The wind had piped up fast into a full gale, a wall of solid air and rain, with gusts blasting even stronger. Pulling hard against the seas and wind, the men were exhausted in minutes, but we still had a mile to go. I took an oar from a sailor who suddenly cried out in pain and was clutching at his ribs, and yelled for the coxswain to keep the bow into it. I'd been ashore far too long and now the anchorage was a maelstrom. If we tried to turn back, the launch would broach and swamp, and we'd all be in the water and swept away into the Gulf of Mexico to our north by the current.

That flood tide current was helping to kick up the seas, but also helping to move us against them. After what seemed an eternity, a shaft of light reached out from somewhere ahead. Sweeping across the cauldron of the anchorage, it moved toward us, before settling on the boat. Bathed in an otherworldly light, every movement of our straining arms and contortion of our anxious faces played out as if in the limelight of a stage.
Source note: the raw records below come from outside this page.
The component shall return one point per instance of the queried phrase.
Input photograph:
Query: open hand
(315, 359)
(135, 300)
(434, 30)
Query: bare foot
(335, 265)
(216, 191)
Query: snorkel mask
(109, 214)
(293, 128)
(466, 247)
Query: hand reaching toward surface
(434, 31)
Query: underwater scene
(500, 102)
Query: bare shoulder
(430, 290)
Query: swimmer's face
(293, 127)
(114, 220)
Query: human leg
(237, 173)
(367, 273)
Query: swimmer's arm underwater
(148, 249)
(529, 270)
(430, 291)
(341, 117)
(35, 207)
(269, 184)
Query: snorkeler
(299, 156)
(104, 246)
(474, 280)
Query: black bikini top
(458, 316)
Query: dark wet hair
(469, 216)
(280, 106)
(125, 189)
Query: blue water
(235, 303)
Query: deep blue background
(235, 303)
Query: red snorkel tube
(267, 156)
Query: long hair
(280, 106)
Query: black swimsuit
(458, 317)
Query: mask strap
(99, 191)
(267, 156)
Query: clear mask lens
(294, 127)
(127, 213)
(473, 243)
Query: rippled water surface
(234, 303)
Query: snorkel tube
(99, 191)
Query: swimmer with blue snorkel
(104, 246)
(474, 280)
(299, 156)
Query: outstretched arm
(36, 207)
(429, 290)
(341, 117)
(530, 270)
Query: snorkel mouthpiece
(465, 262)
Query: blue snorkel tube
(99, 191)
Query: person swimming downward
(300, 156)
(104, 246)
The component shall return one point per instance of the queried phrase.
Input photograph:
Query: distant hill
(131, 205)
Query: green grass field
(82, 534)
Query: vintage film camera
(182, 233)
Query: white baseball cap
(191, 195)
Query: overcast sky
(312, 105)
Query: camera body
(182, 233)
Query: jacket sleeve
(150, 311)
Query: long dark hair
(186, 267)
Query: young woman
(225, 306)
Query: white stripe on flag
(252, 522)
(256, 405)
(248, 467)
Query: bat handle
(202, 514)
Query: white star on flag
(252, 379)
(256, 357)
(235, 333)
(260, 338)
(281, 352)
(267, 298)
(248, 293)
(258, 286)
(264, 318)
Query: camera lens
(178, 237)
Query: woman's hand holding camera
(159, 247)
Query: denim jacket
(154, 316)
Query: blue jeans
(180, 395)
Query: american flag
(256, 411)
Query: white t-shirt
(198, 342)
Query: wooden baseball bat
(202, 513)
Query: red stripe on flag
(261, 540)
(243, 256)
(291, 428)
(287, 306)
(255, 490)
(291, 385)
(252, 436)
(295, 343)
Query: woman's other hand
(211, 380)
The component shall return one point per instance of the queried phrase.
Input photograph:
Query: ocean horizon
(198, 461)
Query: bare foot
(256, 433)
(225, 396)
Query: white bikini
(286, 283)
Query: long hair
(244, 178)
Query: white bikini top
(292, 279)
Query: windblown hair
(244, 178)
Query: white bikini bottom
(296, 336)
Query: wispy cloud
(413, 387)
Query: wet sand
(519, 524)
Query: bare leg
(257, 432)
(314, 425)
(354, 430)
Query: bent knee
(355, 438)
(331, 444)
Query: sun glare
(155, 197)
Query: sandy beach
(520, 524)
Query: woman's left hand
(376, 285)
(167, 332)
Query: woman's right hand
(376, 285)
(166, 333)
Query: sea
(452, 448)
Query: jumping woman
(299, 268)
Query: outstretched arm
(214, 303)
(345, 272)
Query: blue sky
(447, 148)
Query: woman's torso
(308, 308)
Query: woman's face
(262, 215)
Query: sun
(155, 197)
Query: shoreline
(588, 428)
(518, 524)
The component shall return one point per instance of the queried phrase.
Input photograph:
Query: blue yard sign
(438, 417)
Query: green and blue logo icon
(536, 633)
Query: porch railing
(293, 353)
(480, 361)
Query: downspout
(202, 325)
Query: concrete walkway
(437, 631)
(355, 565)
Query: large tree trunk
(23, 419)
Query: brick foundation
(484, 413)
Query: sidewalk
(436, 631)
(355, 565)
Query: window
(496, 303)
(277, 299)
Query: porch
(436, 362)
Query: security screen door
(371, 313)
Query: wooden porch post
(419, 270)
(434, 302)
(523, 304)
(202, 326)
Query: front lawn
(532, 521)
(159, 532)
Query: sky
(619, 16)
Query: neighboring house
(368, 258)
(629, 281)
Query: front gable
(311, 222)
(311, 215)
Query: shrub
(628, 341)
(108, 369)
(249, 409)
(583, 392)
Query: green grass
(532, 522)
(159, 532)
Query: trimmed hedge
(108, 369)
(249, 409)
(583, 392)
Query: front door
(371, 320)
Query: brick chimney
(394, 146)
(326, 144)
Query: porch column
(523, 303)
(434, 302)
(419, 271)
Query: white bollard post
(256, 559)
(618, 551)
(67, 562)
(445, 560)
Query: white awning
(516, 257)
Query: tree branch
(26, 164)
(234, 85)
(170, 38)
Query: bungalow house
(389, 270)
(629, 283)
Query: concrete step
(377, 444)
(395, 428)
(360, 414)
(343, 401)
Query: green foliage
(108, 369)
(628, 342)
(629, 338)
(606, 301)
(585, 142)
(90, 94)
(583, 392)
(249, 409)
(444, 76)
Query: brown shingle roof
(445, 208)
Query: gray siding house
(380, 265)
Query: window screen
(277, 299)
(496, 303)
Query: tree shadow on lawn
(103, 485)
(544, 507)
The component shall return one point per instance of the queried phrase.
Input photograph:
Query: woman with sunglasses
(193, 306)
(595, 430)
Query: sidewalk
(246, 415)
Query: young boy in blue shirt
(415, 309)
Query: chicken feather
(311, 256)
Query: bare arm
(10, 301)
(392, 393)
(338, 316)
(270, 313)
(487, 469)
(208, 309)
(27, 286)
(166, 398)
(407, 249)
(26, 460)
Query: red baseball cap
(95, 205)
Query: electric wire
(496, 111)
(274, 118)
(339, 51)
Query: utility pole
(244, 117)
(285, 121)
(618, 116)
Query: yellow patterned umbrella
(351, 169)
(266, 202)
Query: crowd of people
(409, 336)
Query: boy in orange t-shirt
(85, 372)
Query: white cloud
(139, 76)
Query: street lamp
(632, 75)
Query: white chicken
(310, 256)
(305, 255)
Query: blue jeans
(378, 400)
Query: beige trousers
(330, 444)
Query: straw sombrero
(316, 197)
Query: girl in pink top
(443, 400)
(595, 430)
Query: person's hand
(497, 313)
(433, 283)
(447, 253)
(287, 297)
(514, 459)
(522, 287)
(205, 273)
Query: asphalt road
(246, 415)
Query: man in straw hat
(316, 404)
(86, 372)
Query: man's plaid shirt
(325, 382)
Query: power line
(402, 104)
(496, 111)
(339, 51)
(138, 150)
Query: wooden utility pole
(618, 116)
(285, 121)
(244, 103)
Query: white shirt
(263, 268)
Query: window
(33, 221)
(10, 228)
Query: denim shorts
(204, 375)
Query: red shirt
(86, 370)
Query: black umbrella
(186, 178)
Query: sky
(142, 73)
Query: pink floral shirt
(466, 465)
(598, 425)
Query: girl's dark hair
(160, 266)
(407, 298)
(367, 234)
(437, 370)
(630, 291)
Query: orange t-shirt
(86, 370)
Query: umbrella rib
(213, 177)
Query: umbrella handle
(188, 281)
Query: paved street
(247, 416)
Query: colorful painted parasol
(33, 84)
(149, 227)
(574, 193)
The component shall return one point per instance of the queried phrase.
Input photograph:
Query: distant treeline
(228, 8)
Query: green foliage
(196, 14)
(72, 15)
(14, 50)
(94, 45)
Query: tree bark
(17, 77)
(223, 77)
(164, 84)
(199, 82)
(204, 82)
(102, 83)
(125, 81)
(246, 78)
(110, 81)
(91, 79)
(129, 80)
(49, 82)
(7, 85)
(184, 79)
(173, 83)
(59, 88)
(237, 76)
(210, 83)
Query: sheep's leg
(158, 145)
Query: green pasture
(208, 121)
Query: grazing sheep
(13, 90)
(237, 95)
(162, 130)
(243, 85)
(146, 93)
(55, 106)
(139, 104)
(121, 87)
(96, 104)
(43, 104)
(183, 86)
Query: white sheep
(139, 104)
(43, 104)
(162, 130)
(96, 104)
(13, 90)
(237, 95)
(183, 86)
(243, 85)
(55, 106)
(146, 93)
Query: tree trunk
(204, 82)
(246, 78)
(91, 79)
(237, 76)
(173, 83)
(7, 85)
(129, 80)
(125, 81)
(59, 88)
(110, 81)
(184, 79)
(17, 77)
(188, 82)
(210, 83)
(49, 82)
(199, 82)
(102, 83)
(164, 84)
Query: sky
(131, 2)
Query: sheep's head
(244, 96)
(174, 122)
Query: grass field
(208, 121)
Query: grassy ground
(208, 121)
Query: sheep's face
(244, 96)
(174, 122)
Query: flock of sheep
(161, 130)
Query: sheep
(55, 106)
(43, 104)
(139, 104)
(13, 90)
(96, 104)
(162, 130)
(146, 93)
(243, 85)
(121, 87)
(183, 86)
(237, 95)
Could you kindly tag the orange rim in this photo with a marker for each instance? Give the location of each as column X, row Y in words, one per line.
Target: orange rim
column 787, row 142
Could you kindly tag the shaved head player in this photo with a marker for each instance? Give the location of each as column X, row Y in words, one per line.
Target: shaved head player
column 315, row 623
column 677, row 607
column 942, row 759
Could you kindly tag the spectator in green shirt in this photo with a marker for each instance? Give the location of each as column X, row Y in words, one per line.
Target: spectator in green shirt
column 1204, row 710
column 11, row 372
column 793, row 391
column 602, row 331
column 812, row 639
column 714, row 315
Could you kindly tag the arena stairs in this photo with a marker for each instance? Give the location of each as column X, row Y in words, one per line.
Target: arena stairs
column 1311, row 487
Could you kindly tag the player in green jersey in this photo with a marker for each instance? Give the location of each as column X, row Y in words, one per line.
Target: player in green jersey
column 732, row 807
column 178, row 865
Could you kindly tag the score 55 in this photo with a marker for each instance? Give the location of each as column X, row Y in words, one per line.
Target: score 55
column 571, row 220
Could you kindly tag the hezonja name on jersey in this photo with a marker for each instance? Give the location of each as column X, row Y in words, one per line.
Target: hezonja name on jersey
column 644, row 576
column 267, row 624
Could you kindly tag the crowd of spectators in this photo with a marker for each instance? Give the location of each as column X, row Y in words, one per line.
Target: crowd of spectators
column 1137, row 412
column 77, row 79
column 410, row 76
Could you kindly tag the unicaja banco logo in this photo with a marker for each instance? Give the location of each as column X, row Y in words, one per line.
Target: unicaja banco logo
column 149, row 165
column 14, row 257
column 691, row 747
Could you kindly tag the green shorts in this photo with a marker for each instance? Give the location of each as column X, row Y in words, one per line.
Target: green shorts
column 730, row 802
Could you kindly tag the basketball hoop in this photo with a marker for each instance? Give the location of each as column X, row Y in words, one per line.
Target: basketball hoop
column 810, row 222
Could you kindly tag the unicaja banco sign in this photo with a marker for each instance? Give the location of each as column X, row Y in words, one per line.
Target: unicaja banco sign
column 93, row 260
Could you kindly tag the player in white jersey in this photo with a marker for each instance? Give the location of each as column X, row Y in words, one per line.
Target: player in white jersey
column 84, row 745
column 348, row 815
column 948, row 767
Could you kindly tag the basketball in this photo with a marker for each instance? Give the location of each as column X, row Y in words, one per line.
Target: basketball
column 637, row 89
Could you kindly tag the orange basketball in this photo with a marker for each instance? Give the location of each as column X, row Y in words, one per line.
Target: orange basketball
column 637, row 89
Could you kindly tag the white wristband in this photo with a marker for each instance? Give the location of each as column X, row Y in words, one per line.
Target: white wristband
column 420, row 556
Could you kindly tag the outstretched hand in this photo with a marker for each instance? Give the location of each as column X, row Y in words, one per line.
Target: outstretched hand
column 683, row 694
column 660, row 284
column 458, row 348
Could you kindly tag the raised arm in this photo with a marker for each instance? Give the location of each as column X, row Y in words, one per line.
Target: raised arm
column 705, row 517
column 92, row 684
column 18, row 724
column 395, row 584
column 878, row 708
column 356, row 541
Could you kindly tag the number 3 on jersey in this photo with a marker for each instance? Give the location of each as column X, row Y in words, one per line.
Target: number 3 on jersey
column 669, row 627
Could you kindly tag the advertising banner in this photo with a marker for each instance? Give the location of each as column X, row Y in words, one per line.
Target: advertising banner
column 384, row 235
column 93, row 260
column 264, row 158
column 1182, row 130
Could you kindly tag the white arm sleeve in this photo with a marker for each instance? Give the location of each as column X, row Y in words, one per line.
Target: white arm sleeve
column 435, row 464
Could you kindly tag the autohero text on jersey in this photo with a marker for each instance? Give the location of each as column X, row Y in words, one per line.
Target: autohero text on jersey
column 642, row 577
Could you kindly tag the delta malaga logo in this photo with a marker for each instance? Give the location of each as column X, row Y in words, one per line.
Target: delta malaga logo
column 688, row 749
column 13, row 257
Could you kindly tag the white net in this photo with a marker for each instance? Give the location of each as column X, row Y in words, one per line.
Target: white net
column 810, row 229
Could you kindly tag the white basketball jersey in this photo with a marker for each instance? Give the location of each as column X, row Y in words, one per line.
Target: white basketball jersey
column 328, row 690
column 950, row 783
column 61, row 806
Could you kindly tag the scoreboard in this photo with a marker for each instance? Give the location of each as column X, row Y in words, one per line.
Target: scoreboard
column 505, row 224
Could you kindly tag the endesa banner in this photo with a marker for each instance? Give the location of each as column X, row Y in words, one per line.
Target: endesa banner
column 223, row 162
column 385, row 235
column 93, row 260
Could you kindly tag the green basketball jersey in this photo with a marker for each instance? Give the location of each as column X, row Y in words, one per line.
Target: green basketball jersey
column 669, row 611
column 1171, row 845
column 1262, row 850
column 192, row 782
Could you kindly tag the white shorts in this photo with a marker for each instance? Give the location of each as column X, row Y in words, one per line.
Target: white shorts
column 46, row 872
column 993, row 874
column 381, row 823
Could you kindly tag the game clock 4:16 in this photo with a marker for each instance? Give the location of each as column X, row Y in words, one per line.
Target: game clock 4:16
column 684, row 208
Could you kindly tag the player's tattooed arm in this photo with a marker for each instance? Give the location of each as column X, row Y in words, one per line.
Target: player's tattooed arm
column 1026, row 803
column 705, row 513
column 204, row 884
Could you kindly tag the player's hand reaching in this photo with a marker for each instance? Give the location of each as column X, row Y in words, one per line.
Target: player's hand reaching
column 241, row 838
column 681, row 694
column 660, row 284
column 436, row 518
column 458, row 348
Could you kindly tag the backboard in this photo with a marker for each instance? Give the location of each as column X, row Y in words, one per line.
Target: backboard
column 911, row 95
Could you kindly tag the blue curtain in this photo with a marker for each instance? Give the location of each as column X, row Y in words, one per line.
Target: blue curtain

I had the ominous feeling God was in charge of that searchlight Himself and this was the judgment day, with the verdict on my life very much undecided.

While trying to synchronize my oar with the others, I took quick glances over my shoulder to search ahead for our ship. Through the spray and rain I saw several steam vessels in the anchorage ahead moving, most heading south, which was downwind toward the Straits of Florida. One was moving north, toward Northwest Channel and the Gulf of Mexico. A couple ships were staying put, with every deck light burning brightly and black clouds roaring out their stacks. They were steaming at slow turns of the propeller to ease the pressure on their anchor
cables. At our distance, I couldn't make out which one was ours, but the coxswain spotted her a quarter-mile away.

It was a quarter-mile too far for the men in our boat, for we were all completely emptied of strength. Of the ten men in the boat crew, six, including me, were crumpled along the thwarts, arms and legs no longer functioning. The four left, including the coxswain who had left the tiller and was working an oar, were failing fast.

Someone yelled, “That ship is coming for us!”

One of the vessels heading north had turned, a dicey maneuver in those conditions with reefs all around, and was steaming our way. She slowed and formed a lee close so we could get alongside. I heard orders in German and realized she was
Gneisenau
.

Blau's voice boomed through a speaking trumpet. “You want to come aboard?”

“No,” I answered, wondering if he realized I was in the boat, “but we could use a tow to
Bennington!

“Ya, vee do that!”

A line snaked out in the air and the bowman secured it just before the tow took strain and the boat surged ahead. The German ship circled toward
Bennington
and we cast off the towline just to windward of our ship, to drift down the remaining fifty feet to our home. Both ships exchanged blasts on their steam whistles, ours in “thank you” and theirs in “good luck.”